Stories from Directors

A Visit to Haiti and Fonkoze by Edward Haley

Haitian women

Haiti and its people are so beautiful and so poor that spending time with them breaks a visitor's heart and takes away the ability to put thoughts and feelings in perspective. Since we returned from Haiti, I have been trying to find a frame for our experiences. I'm still trying.

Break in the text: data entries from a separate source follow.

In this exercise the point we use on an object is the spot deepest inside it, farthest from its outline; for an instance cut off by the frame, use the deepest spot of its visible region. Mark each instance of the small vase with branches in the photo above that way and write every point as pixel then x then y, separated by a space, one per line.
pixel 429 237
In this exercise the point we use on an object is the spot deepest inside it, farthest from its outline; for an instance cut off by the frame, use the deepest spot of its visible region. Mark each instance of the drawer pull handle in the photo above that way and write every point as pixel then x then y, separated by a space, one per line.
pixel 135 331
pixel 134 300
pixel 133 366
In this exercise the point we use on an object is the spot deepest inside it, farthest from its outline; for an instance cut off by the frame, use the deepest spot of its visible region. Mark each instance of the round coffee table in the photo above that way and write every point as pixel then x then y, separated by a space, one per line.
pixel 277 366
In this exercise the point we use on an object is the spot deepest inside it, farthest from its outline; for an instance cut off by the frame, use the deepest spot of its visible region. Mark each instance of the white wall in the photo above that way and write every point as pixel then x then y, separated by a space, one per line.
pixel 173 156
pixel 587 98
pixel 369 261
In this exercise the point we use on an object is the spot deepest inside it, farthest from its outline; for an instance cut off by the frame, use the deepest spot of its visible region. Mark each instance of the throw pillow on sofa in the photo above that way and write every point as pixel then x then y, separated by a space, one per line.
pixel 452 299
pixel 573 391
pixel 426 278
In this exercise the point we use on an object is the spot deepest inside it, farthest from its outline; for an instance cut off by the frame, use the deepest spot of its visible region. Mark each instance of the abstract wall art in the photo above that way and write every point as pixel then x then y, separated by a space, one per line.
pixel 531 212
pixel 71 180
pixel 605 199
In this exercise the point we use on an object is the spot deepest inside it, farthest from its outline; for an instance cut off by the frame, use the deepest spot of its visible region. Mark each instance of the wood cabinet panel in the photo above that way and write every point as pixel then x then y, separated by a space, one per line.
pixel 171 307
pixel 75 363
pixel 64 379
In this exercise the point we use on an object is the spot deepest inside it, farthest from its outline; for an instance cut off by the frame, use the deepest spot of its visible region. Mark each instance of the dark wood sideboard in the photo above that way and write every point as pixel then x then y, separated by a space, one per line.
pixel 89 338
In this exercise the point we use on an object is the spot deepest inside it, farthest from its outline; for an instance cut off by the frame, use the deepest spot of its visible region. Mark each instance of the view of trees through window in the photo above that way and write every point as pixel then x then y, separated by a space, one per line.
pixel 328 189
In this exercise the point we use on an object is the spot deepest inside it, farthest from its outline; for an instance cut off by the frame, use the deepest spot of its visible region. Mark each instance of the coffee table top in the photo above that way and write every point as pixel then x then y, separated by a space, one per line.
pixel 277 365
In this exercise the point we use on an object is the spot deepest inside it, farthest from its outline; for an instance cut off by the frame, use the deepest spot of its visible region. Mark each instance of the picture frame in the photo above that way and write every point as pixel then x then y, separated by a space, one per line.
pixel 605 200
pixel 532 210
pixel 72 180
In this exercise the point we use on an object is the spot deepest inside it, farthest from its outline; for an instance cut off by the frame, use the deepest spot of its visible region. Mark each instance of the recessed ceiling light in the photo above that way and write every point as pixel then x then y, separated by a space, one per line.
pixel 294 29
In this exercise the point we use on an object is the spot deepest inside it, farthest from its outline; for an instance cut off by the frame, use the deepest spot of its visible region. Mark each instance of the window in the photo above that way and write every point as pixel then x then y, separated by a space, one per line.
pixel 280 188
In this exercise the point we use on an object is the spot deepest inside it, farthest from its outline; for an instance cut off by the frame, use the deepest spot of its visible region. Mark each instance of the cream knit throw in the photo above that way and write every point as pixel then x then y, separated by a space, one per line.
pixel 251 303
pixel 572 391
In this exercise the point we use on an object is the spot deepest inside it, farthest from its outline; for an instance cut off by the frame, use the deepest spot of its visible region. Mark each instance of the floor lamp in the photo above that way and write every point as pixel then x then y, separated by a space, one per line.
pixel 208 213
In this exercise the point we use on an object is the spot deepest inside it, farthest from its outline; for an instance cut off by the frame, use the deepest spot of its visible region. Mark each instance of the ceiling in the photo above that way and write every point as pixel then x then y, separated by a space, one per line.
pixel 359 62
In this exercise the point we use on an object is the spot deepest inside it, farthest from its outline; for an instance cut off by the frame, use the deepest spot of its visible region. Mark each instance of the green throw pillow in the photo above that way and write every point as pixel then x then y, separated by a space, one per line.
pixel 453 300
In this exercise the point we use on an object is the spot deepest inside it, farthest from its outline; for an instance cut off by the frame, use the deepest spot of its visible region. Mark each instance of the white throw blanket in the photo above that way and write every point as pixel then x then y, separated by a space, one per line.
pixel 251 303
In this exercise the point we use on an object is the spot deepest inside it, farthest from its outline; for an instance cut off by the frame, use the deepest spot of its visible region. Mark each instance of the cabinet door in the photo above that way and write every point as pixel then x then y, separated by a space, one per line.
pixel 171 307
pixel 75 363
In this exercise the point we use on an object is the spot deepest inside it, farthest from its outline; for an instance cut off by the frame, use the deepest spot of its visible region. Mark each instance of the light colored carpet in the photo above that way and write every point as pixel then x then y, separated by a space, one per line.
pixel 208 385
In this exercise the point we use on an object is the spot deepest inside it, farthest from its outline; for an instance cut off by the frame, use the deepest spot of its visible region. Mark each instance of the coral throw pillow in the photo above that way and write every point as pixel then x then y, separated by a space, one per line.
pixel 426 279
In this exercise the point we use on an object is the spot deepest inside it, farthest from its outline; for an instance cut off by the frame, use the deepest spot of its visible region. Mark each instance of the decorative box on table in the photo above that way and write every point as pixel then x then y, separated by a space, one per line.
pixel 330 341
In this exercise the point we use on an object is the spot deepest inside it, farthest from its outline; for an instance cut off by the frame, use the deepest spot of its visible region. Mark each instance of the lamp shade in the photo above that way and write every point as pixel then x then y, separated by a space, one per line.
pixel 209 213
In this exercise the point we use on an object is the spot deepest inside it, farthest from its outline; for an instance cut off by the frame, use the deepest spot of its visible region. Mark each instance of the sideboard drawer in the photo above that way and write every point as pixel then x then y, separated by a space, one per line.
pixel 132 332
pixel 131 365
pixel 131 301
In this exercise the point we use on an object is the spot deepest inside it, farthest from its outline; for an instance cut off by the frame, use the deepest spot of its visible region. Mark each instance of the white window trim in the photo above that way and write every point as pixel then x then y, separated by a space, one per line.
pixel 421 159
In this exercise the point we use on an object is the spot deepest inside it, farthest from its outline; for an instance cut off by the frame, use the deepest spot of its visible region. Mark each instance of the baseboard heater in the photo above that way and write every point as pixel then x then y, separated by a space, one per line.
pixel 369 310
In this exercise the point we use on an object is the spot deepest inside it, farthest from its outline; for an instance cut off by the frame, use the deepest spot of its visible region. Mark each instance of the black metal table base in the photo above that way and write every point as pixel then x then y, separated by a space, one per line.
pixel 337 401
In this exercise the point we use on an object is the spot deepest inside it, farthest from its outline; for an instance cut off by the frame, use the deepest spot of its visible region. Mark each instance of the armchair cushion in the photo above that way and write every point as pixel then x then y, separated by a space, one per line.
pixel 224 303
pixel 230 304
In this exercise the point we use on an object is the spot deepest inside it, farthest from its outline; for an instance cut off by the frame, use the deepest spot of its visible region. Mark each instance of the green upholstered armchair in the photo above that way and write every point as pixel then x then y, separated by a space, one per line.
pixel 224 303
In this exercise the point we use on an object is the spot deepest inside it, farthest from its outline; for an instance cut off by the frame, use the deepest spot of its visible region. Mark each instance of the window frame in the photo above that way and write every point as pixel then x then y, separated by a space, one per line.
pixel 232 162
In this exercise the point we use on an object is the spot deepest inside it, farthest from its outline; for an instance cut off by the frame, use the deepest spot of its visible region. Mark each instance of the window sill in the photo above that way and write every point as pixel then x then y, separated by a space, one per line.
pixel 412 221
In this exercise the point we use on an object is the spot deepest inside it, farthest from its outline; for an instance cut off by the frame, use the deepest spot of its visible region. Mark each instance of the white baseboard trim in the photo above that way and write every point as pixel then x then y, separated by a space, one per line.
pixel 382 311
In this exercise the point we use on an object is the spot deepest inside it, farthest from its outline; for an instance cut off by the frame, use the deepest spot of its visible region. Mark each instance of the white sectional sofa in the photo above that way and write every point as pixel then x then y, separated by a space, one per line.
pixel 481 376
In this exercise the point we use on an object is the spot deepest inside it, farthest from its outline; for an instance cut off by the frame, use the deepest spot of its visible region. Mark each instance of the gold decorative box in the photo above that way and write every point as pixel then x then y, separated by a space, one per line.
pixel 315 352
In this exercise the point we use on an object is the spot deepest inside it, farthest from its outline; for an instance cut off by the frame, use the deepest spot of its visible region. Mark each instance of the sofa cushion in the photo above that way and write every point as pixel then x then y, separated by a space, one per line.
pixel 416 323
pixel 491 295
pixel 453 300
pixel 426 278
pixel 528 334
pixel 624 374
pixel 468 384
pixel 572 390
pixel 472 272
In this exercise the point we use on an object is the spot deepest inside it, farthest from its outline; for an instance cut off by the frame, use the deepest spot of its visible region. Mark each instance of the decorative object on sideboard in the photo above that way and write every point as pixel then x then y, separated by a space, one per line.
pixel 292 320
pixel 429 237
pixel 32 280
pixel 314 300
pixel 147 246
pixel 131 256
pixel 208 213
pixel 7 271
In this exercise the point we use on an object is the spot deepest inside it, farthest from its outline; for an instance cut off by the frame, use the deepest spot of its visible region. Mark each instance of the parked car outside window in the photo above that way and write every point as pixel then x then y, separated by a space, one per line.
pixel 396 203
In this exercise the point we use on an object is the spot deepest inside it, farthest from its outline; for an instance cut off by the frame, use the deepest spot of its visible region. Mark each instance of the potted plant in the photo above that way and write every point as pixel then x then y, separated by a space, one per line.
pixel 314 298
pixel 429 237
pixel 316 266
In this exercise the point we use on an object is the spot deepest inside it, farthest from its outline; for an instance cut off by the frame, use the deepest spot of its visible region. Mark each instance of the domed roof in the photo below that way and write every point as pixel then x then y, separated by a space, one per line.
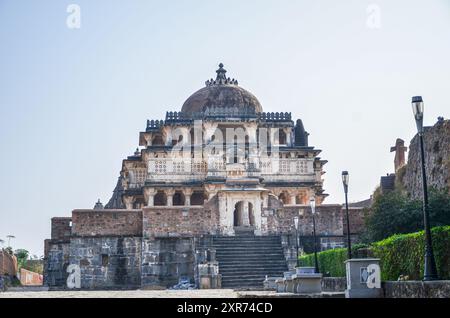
pixel 221 93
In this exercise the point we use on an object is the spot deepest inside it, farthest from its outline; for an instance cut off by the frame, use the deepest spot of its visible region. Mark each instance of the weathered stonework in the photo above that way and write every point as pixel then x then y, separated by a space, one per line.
pixel 188 191
pixel 107 262
pixel 166 260
pixel 437 160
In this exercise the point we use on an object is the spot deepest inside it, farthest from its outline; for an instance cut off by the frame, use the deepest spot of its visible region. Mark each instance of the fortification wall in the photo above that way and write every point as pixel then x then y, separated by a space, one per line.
pixel 165 260
pixel 437 160
pixel 178 221
pixel 106 223
pixel 8 264
pixel 107 262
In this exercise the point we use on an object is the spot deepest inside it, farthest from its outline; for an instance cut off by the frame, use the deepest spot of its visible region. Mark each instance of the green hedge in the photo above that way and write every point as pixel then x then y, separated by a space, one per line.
pixel 399 255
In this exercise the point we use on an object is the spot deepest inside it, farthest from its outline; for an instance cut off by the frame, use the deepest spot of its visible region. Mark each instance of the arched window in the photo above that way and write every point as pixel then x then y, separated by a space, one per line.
pixel 157 141
pixel 160 199
pixel 283 197
pixel 198 198
pixel 178 198
pixel 282 137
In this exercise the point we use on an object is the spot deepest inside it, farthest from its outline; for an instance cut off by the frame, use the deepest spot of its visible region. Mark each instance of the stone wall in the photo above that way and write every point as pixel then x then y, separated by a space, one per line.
pixel 8 264
pixel 165 260
pixel 56 260
pixel 178 221
pixel 437 160
pixel 416 289
pixel 107 262
pixel 356 217
pixel 334 284
pixel 106 223
pixel 61 228
pixel 328 219
pixel 29 278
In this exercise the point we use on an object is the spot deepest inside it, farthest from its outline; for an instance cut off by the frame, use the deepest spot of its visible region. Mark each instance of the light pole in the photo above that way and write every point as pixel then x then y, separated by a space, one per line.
pixel 312 203
pixel 296 238
pixel 430 271
pixel 9 239
pixel 345 179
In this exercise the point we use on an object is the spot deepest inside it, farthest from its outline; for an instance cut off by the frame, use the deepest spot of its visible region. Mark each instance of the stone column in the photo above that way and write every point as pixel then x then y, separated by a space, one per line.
pixel 187 196
pixel 149 195
pixel 169 194
pixel 128 200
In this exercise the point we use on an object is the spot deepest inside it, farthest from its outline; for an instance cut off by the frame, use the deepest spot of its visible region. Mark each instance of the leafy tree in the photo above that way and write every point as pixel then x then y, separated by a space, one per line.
pixel 395 213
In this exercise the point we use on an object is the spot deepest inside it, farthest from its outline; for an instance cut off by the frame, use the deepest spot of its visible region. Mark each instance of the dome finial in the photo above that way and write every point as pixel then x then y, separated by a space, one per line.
pixel 221 78
pixel 221 73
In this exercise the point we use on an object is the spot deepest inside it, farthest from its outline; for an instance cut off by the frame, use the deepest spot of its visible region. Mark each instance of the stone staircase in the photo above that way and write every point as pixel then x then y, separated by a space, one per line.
pixel 246 259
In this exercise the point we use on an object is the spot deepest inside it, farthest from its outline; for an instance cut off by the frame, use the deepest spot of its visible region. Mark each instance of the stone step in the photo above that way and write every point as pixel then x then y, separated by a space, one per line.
pixel 245 239
pixel 278 272
pixel 255 260
pixel 245 260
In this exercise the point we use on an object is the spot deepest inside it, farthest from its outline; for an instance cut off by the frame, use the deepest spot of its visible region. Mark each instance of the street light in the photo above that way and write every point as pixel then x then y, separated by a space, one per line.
pixel 296 238
pixel 345 179
pixel 312 203
pixel 430 271
pixel 9 239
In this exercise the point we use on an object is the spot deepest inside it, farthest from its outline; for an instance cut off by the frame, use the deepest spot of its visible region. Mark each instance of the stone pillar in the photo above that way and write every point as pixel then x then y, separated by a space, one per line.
pixel 149 195
pixel 169 194
pixel 291 198
pixel 128 201
pixel 187 196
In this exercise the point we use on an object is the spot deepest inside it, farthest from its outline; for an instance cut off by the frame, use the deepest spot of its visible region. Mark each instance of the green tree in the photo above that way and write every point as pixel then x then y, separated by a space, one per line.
pixel 395 213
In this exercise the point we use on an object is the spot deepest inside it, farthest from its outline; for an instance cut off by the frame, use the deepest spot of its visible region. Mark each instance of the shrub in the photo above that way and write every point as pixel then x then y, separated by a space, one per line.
pixel 401 254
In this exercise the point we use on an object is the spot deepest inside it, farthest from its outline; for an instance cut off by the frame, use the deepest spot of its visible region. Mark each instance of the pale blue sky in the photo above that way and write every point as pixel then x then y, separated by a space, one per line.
pixel 72 101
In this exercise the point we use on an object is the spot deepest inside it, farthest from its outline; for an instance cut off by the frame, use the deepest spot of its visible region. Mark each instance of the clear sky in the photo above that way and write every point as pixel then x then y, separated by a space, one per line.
pixel 72 101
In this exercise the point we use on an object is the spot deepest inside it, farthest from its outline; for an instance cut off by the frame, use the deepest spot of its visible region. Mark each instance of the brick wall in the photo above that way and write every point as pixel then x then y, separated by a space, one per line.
pixel 56 262
pixel 165 260
pixel 8 264
pixel 328 219
pixel 107 262
pixel 61 228
pixel 107 223
pixel 356 217
pixel 171 222
pixel 29 278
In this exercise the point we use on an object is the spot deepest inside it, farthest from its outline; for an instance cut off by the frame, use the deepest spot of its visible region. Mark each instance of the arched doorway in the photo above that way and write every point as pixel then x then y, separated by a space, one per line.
pixel 178 198
pixel 160 199
pixel 251 215
pixel 238 214
pixel 283 197
pixel 198 198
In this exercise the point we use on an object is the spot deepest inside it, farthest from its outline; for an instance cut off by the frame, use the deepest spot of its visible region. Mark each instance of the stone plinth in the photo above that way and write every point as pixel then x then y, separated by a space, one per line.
pixel 270 283
pixel 281 285
pixel 308 283
pixel 363 278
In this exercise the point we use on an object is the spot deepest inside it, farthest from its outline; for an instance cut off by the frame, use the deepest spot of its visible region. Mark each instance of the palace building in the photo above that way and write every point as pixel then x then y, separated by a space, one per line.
pixel 212 189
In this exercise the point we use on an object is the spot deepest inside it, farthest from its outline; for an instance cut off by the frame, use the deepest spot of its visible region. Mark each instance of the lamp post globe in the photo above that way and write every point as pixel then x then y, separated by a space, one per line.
pixel 312 203
pixel 296 239
pixel 345 181
pixel 430 270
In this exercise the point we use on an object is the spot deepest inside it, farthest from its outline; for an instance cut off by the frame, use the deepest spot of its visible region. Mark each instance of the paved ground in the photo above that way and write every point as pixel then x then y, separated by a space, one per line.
pixel 211 293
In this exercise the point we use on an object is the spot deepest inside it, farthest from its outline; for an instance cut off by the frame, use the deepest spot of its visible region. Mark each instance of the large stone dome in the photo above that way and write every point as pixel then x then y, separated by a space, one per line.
pixel 221 93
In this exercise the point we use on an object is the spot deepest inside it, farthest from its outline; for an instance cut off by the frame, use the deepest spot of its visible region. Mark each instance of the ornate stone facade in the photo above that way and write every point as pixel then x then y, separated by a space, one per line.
pixel 221 167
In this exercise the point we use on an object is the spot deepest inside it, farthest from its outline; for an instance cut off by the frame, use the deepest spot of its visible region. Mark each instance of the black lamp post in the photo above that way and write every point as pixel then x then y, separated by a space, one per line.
pixel 430 271
pixel 312 203
pixel 296 238
pixel 345 179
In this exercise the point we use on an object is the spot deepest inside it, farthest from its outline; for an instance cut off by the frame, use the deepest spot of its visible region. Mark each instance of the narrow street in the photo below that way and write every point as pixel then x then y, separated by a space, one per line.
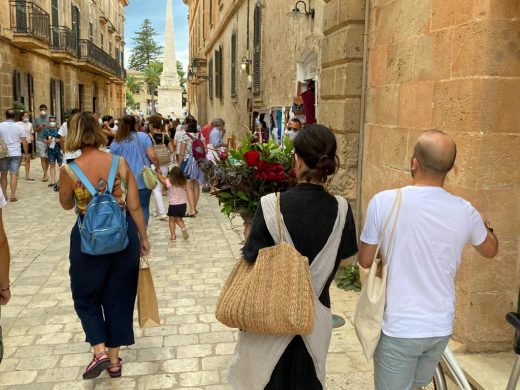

With the kind assistance of members of Fonkoze, a micro-finance organization started in 1995 by Father Joseph Philippe and directed by Anne Hastings, Elaine and I spent five days, in Haiti, January 13-17, 2009, traveling from Port au Prince, the capital, to Mibale and Boukan Kare in the central plateau and Fondwa in the southwest. I went in my capacity as Director of the Center for Human Rights Leadership at Claremont McKenna College, seeking to establish a connection between the Center and Fonkoze, as part of the Center's efforts to establish links with effective human rights organizations. Elaine traveled with me at our personal expense. We came away deeply moved by what we saw and profoundly impressed by the achievements of Fonkoze. Since its founding Fonkoze has grown into an organization with a national reach, amassing 50,000 depositors and thousands of Ti Marchans, small traders, 99% of whom are women, a traditional role for women in Haiti. In addition to spending several hours with Anne Hastings and traveling with three members of her staff for four days, we talked at length with Father Joseph who has launched a new initiative, aimed at creating a university geared to the needs of the majority of Haiti's people, most of whom are impoverished farmers. I've attached some pictures along with these impressions of our stay.

Haiti is strikingly beautiful, despite the most severe environmental degradation, partly the result of cutting and burning trees for charcoal, the sole fuel for cooking for millions of Haitians. Hillsides and mountains everywhere have been stripped of trees, leaving their stone ribs painfully evident, as gaunt and stricken as many of the farm animals one sees in the fields and alongside the roads.

Even so, there are places, such as the central plateau, where the countryside smiles under blue skies and soft, high clouds, where there are fields covered with dark green rows of okra reached by trails that wander through stands of tall millet, sugar cane, and banana trees, a countryside so carefully tended and so filled with sun as to make an American visitor think of the south of France or Tuscany.

Haitian man

But it is the beauty of the people that stay most in the mind. The African origin of the Haitians one sees in the streets and villages shows in the luscious colors of their faces and limbs, every shade from the palest cafe au lait to purple black, and in the grace with which people walk, women and some men carrying an astonishing range of goods on their heads, as little as a book or two and as much as an ice chest or a tall basket filled with layer after layer of vegetables. Haitians come in every imaginable size and shape, but the physique that one remembers is of people who are tall, with square shoulders, big bottoms, and flat faces, the entrancing look of Michelle Obama. It is a shape that one has seen in exaggeration in the wood statues of African deities.

One remembers the people and their poverty, a poverty more severe than anything we had ever seen, a poverty so deep and so punishing that it shortens the lives of Haitians at every age and puts human beings and animals in competition for enough to eat. Haitians are young: the median age is 18; and they don't live very long. Haitians can expect to live to be only 57. Infant mortality in Haiti is 620 deaths/1,000 live births far greater than the 6.3 deaths/1,000 live births in the United States or the 2.75 deaths/1,000 in Sweden. By contrast to Haitians, Americans can expect to live to be 78, and the median age in the United States is 36.

It is impossible to travel far in Haiti before paved roads turn into dirt tracks of holes and ruts that force cars and trucks to a bone jolting crawl that continues past all enduring, or, as in Port au Prince, runs into torrents of water pouring down steep side streets, collecting every form of waste, turning a major boulevard into a shallow lake where filthy water is sprayed by passing cars and small buses (Tap-Taps) onto the goods of ti marchans who have set up for market on the ground for hundreds of meters along the side of the road.

"Does all this water come from a spring or a burst water main?"

"A burst water main. It's been this way for years. No one does anything about it."

All this occurs inside the first half hour after arrival, but one quickly finds that it is repeated endlessly: the beauty of the people and the land and the depth of their poverty, the grinding, jarring, wearing cost of every movement until visitors give in and begin to know the smallest part of what it means to be Haitian.

Thanks to Fonkoze we met dozens of Haitians and saw something else, something precious and full of hope for the future. In the solidarity groups that women form to support one another as they receive small loans from Fonkoze and work to repay them, we saw pride and success shining on the faces of the members. They met us with kisses. They reported that their children were in school, and they sang and laughed. That is the other thing that we remember about our time in Haiti: the laughter of the people, in Fonkoze's meetings, on the street, in tap-taps, passing by, sardonic, sad, or teasing, sometimes just laughter.